Der Ruhm des Desiderius Erasmus Roterodamus, der zumindest im christlich beeinflussten Kulturbereich nach einem halben Jahrtausend noch andauert, eignet dem Theologen, klassisch-literarischen Philologen, religiösen Humanisten, Literaten und Intellektuellen, nur zu einem geringen Teil
aber dem Philosophen. Erkennt man letzteren überhaupt an, weiß
man in der Regel nicht, mit welchem Profil man ihn der
Philosophiegeschichte einordnen soll. Oft wird Luthers Aburteilung des Theologen mit Ausdehnung auf den ganzen Mann und sein Werk zitiert:
"Erasmus est anguilla. Niemand kann ihn ergreiffen denn Christus allein.
Est vir duplex.“ Für eine systematische Annäherung an die Erasmische
Philosophie wird mit Denominationen wie „vir duplex“, „homo duplex“ „Ambivalenz“ und besonders „Vieldeutigkeit“ eine brauchbare
Problemstellung gewonnen. Erasmus‘ Philosophieren besteht darin,
praktisch wertvolle Einsichten in den Lauf der Dinge, die Wirksamkeit
der unaufhörlich produktiven Natur, aus eigener Beobachtung und
literarischen Quellen zu sammeln, sie aber dem Gegenstand gemäß nicht festzuschreiben, sondern immer im Blick auf das prozessuale Ganze zu relativieren und für weitere Relativierungen nicht zuletzt in
„Vertraulichen Gesprächen“ offen zu halten. Im Fokus steht nicht das theoretische Wissen mit seinen Grundlagen, Wegen und Grenzen, sondern
die Frage der Erkennbarkeit der wahren Güter des Lebens. Allgemein hat
wohl die Furcht, den „ganzen“ Erasmus aus den Augen zu verlieren, eine Isolation des profanen Teils des philosophischen Hauptwerkes „Laus
Stultitiae“ („Moriae Encomium id est Stultitiae Laus“), entsprechender „Colloquia familiaria“ bzw. von Teilen derselben und anderer Texte
verhindert. Nur dieses Verfahren aber bringt Erasmus‘ metaphysisch zurückhaltende und theologisch neutrale, dem naturalen Leben
integrierte Philosophie in den Blick. Im Ergebnis der naturalistischen Lebensphänomenologie führt das Weisheitsstreben als grundsätzlich
veränderbare Glückskonzeption nicht zu skeptischer Urteilsenthaltung,
sondern ermöglicht als Besitz alternativer Weltzugänge und damit als
Urteilsbefähigung unter bestimmten Voraussetzungen den Fortgang der theoretisch-praktischen Welterschließung. Die Interpretation wählt
als Leitfaden durch die „Erasmische Vieldeutigkeit“ die scheinbar unvereinbaren Äußerungen zur Geschlechterdifferenz.

Excerpt


Inhaltsverzeichnis

Vorbegriff

I Die Torheit als kulturphilosophisches Subjekt

II Die Torheit in den „Colloquia familiaria“

Schluss

Zielsetzung & Themen

Die vorliegende Arbeit untersucht Erasmus von Rotterdam als Philosophen und analysiert die Anfänge einer naturalistischen Lebensphänomenologie im Humanismus der Frühen Neuzeit. Ziel ist es, die Rolle der „Torheit“ als lebenspraktische Weisheitsinstanz zu entschlüsseln und zu zeigen, wie Erasmus die Einheit von Sinnlichkeit und Verstand als Grundbedingung menschlichen Glücks begreift.

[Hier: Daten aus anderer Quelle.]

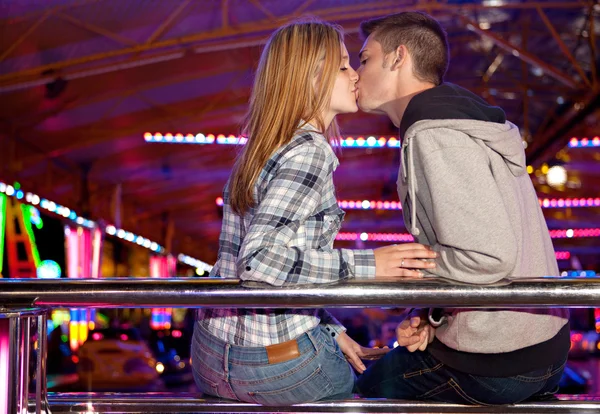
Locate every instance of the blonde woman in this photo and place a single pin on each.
(280, 220)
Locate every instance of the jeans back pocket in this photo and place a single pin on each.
(314, 387)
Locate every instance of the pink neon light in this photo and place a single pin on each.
(4, 355)
(96, 248)
(405, 237)
(569, 202)
(395, 205)
(574, 233)
(72, 253)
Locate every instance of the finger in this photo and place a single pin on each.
(410, 341)
(356, 363)
(414, 247)
(425, 340)
(418, 264)
(431, 334)
(405, 329)
(395, 273)
(414, 347)
(415, 254)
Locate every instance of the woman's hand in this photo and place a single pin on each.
(403, 260)
(355, 353)
(415, 332)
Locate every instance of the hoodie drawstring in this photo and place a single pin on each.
(409, 173)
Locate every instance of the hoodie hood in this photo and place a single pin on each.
(453, 108)
(447, 103)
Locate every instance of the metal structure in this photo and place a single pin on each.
(85, 79)
(211, 292)
(191, 293)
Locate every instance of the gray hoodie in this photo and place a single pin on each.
(465, 191)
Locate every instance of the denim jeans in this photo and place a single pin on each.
(419, 376)
(321, 372)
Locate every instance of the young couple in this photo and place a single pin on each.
(466, 197)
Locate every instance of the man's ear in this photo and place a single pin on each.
(400, 55)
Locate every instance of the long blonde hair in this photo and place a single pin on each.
(284, 95)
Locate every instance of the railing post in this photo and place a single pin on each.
(15, 347)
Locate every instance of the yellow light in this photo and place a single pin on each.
(82, 332)
(73, 335)
(160, 368)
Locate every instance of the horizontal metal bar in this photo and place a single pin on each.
(191, 403)
(191, 293)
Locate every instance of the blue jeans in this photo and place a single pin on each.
(321, 372)
(419, 376)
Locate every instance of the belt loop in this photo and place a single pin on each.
(226, 361)
(312, 339)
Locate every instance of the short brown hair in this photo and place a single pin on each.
(422, 35)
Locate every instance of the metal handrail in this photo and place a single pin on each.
(17, 295)
(215, 292)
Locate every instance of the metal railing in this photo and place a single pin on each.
(19, 296)
(193, 293)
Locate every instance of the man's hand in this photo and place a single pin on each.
(354, 353)
(414, 333)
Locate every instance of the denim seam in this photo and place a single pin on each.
(542, 378)
(317, 371)
(234, 361)
(205, 367)
(209, 382)
(422, 371)
(463, 394)
(286, 374)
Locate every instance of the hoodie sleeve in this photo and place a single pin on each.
(475, 239)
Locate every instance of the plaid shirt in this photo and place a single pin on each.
(287, 239)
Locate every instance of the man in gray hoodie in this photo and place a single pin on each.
(465, 191)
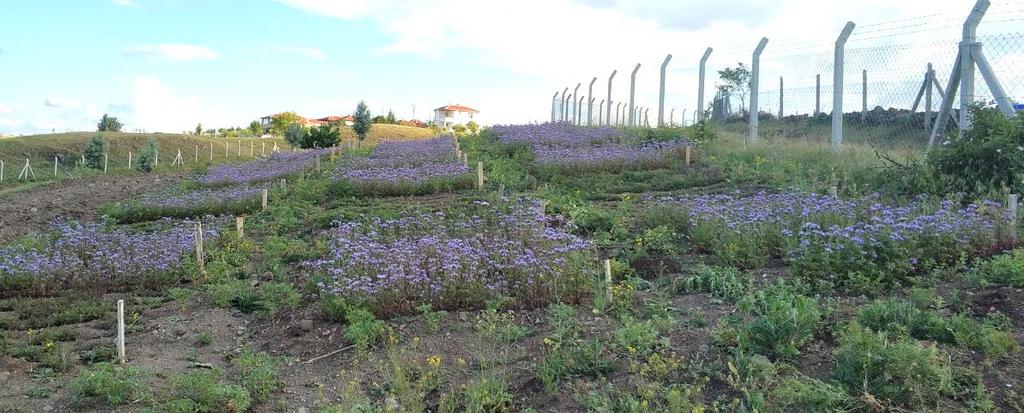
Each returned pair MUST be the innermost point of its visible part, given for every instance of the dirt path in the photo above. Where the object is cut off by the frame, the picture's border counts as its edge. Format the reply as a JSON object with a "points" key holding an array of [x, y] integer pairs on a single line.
{"points": [[23, 212]]}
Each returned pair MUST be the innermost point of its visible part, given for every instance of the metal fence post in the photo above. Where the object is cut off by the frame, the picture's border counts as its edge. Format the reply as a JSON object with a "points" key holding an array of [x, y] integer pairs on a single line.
{"points": [[590, 102], [817, 94], [576, 106], [607, 115], [660, 93], [863, 96], [838, 68], [781, 110], [565, 99], [704, 64], [633, 92], [755, 74]]}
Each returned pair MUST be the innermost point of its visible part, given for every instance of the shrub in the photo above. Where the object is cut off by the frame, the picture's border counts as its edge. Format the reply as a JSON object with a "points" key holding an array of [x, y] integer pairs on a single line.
{"points": [[782, 323], [94, 152], [147, 157], [364, 330], [892, 370], [204, 391], [115, 384]]}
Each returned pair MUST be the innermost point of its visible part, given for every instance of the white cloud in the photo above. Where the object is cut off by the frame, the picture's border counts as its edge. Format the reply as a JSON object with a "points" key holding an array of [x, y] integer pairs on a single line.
{"points": [[311, 52], [172, 51], [60, 102]]}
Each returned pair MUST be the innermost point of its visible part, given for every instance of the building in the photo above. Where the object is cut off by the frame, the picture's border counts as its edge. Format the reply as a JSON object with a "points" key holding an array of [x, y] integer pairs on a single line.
{"points": [[454, 115]]}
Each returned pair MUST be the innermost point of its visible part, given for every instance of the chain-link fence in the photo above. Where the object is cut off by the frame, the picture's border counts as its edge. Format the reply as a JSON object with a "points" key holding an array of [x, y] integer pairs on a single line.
{"points": [[886, 99]]}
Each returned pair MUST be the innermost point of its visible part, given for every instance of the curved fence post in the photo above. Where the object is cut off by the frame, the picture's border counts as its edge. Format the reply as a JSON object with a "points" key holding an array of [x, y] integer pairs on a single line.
{"points": [[660, 92], [755, 74], [838, 68]]}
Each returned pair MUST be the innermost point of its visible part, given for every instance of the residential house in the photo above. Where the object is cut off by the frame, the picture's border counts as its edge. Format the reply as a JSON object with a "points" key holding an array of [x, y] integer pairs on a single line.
{"points": [[452, 115]]}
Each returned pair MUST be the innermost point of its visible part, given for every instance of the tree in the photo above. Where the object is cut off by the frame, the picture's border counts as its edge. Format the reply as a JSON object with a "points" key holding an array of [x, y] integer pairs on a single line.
{"points": [[109, 124], [147, 157], [297, 135], [363, 121], [737, 80], [324, 136], [281, 121], [255, 128], [94, 152]]}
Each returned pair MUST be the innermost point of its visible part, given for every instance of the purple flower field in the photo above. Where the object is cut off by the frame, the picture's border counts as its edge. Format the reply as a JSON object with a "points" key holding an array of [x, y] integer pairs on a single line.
{"points": [[78, 253], [400, 167], [563, 146], [278, 165], [454, 261]]}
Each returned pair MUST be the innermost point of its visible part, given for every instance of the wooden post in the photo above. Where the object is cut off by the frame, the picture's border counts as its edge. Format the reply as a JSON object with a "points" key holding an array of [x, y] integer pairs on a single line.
{"points": [[200, 254], [607, 280], [1012, 207], [479, 174], [121, 332]]}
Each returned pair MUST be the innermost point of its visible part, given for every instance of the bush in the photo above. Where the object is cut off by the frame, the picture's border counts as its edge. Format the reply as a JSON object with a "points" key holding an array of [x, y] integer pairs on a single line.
{"points": [[891, 370], [782, 323], [988, 156], [115, 384], [94, 152], [147, 157]]}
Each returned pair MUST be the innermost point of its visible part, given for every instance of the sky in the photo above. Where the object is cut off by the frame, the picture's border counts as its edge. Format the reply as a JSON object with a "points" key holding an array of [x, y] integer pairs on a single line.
{"points": [[167, 65]]}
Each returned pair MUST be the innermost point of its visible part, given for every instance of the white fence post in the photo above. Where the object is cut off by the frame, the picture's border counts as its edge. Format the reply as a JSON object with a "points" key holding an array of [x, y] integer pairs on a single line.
{"points": [[633, 92], [704, 64], [838, 68], [755, 75], [660, 92], [590, 102]]}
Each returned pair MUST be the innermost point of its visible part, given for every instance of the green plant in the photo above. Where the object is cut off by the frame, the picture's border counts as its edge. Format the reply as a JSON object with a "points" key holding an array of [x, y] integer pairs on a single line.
{"points": [[782, 323], [94, 152], [364, 330], [109, 124], [204, 391], [893, 371], [258, 373], [115, 384], [431, 318], [147, 157]]}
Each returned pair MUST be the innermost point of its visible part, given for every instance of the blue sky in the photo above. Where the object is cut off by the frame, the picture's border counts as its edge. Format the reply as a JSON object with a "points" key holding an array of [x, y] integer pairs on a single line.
{"points": [[168, 65]]}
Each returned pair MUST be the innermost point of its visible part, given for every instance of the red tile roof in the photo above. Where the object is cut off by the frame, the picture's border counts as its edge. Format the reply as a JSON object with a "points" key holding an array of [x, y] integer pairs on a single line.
{"points": [[458, 108]]}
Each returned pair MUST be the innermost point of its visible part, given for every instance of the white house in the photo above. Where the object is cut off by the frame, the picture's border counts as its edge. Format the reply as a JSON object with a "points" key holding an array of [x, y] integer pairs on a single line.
{"points": [[454, 115]]}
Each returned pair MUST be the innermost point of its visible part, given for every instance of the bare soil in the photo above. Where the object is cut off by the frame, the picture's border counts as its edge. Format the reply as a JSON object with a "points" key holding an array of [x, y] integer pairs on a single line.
{"points": [[34, 209]]}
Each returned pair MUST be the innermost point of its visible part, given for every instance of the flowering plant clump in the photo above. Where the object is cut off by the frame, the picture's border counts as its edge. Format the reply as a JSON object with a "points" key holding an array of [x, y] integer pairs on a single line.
{"points": [[91, 255], [407, 168], [859, 244], [276, 165], [220, 201], [454, 261], [561, 147]]}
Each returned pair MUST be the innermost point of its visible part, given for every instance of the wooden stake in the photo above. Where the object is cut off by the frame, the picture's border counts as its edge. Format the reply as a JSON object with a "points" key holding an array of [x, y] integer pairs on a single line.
{"points": [[121, 332], [1012, 207], [240, 224], [200, 254], [479, 174], [607, 280]]}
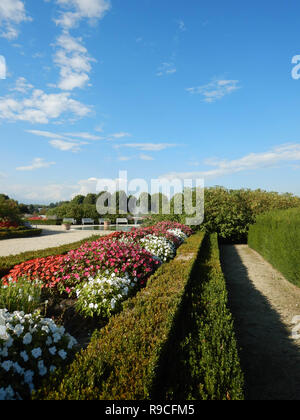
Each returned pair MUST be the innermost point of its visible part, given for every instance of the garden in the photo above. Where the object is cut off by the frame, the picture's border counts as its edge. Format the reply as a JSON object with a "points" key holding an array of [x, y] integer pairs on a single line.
{"points": [[40, 298]]}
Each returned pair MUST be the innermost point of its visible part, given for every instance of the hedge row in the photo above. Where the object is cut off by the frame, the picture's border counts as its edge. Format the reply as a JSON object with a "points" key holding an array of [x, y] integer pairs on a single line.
{"points": [[8, 263], [25, 233], [174, 339], [56, 222], [122, 360], [276, 236], [202, 361]]}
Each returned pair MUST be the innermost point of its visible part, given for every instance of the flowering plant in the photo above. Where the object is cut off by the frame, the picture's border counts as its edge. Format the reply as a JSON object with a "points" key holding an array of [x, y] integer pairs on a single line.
{"points": [[30, 348], [178, 233], [95, 258], [23, 295], [102, 296], [6, 224], [160, 247]]}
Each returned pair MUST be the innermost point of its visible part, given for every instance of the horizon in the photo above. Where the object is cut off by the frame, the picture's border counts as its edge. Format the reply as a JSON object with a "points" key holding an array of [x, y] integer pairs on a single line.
{"points": [[205, 90]]}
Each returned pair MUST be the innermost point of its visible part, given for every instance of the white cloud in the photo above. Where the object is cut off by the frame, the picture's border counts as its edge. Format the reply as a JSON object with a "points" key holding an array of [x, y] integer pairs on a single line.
{"points": [[22, 85], [41, 107], [85, 136], [215, 90], [119, 135], [75, 10], [146, 147], [12, 13], [181, 25], [166, 69], [37, 163], [66, 146], [279, 155], [74, 62], [146, 157]]}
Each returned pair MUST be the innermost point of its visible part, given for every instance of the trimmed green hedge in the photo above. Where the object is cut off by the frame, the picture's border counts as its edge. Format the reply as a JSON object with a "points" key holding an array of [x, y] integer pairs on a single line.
{"points": [[122, 359], [57, 222], [19, 233], [276, 236], [8, 263], [202, 361], [135, 356]]}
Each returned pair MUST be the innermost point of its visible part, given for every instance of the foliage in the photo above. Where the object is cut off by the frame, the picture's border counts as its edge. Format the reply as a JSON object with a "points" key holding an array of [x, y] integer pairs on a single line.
{"points": [[31, 347], [160, 247], [122, 359], [102, 296], [23, 296], [9, 211], [201, 360], [276, 236], [20, 232], [9, 262]]}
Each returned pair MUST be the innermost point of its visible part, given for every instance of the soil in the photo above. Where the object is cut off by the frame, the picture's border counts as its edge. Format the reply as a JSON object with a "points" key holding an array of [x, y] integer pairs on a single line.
{"points": [[264, 305]]}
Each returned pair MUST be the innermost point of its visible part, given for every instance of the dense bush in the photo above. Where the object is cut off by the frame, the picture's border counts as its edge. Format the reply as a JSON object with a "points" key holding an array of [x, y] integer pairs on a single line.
{"points": [[9, 262], [45, 222], [31, 347], [122, 359], [276, 236], [20, 232], [201, 360], [230, 213], [9, 211]]}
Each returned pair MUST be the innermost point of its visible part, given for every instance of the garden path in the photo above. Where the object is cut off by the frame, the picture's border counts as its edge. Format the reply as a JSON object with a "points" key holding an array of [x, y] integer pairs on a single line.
{"points": [[52, 236], [264, 305]]}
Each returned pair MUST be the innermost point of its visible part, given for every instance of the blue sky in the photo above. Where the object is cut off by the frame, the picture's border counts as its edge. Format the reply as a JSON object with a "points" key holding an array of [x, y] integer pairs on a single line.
{"points": [[162, 89]]}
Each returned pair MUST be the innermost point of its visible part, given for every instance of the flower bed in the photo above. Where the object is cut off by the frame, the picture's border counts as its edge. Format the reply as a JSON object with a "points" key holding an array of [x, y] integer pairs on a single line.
{"points": [[98, 276], [30, 347]]}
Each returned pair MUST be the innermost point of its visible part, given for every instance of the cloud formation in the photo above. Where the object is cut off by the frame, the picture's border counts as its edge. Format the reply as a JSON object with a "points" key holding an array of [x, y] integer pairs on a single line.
{"points": [[37, 163], [215, 90], [12, 14], [279, 155]]}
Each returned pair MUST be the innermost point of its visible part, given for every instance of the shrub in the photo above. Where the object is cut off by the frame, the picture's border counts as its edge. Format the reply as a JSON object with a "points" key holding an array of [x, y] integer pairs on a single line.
{"points": [[201, 360], [31, 347], [276, 236], [160, 247], [20, 232], [21, 296], [8, 263], [102, 296], [122, 359], [45, 222]]}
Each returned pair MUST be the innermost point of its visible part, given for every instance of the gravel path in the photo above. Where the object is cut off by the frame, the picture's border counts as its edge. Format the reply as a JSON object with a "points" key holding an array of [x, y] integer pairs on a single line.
{"points": [[52, 236], [264, 304]]}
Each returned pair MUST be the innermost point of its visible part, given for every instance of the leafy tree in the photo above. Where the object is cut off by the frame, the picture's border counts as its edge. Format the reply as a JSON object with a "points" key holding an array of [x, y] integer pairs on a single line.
{"points": [[9, 210], [90, 199]]}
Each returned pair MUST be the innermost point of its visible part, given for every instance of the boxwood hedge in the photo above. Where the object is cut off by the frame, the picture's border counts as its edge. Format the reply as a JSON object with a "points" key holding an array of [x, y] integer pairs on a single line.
{"points": [[128, 359], [276, 236], [19, 233]]}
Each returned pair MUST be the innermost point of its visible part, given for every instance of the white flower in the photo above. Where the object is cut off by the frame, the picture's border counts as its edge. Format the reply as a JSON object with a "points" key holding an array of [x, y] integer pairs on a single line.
{"points": [[56, 337], [36, 352], [18, 329], [3, 333], [7, 365], [52, 350], [62, 354], [27, 339], [24, 356], [28, 376]]}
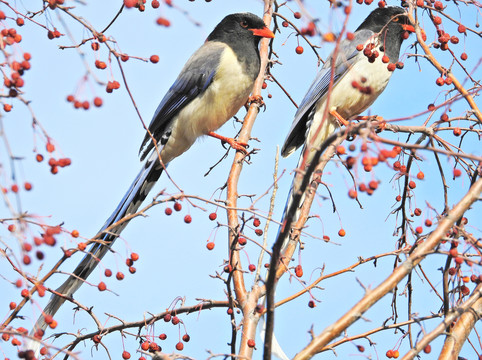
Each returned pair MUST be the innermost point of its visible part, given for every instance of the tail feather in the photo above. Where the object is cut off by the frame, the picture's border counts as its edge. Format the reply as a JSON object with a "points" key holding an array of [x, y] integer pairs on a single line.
{"points": [[129, 204]]}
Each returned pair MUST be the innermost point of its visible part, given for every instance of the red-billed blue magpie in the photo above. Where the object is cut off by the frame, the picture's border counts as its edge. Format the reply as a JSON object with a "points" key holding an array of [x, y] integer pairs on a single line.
{"points": [[361, 71], [213, 85]]}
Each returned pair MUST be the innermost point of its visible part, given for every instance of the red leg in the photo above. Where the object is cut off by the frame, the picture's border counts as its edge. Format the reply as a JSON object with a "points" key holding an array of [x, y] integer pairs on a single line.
{"points": [[381, 123], [233, 143], [340, 118]]}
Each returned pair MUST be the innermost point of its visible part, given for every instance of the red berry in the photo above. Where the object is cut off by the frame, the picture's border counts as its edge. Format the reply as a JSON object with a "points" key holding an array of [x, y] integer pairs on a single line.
{"points": [[97, 101], [163, 22], [27, 260], [352, 193], [97, 339], [130, 3], [391, 67], [50, 147], [299, 271], [373, 184]]}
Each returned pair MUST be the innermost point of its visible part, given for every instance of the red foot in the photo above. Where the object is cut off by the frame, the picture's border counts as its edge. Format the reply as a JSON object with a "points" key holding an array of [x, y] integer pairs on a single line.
{"points": [[340, 118], [236, 145], [255, 99]]}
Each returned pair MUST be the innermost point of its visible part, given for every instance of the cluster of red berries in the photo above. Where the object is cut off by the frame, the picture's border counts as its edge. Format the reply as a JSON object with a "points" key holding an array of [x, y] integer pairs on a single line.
{"points": [[53, 34], [309, 30], [54, 163], [163, 22], [112, 85], [361, 88], [139, 4], [178, 207], [53, 3], [97, 101], [48, 238], [15, 189], [10, 36], [130, 262], [368, 162], [18, 69], [392, 354]]}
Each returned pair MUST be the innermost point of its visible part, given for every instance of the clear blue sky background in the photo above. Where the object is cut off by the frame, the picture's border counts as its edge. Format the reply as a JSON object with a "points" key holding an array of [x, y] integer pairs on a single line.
{"points": [[103, 145]]}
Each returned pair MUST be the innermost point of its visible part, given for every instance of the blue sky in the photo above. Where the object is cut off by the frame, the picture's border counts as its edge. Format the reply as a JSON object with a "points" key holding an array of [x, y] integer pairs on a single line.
{"points": [[103, 145]]}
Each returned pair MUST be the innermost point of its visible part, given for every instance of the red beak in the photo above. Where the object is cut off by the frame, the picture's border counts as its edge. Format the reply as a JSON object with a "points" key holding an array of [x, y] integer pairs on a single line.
{"points": [[264, 32], [408, 28]]}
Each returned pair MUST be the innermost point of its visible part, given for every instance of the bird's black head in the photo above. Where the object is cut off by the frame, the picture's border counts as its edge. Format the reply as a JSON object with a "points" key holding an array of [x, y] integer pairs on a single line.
{"points": [[390, 23], [240, 27]]}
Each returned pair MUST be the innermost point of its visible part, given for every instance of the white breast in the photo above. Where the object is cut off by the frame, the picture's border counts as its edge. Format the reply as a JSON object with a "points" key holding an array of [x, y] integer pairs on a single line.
{"points": [[347, 100], [220, 102]]}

  • Die Philosophie der Torheit als kulturphilosophisches Subjekt.
  • Die lebensphänomenologische Forschung an den „Colloquia familiaria“.
  • Die Verschränkung von Offenbarungsglaube und Vernunft.
  • Die kritische Auseinandersetzung mit Scholastik und zeitgenössischen Missständen.
  • Die Rolle der Geschlechterdifferenz als Fallbeispiel für gesellschaftliche Normen.

Auszug aus dem Buch

Die Torheit als kulturphilosophisches Subjekt

„Laus Stultitiae“, Erasmus‘ theoretische Hauptschrift, umfasst zwei Teile: eine profane Philosophie der Torheit, die dem soweit möglich vernunftbestimmten Leben liebenswerte Züge einschreibt, und einen kritischen Sittenspiegel im Geiste der Gottes- und Menschenliebe des Evangeliums. Im ersten Teil wird der nützliche Einfluss der Torheit auf alle Gebiete des Lebens in einem Menu-Vergleich gezeigt. Die weise Torheit „würzt“ das Leben mit zwei Geschmackselementen. Sie vermittelt ihm Durchhalte-Kraft und Stärke. Und sie verschafft ihm eine begrenzte Annehmlichkeit (suavitas, voluptas). Da menschliches Glück im Sinne der Martialschen Formel zum Hauptteil darin besteht, „das, was du bist, sein zu wollen“ („vt quod sis esse velis“), fungiert die Torheit als spezifisch weibliche Glücksinstanz.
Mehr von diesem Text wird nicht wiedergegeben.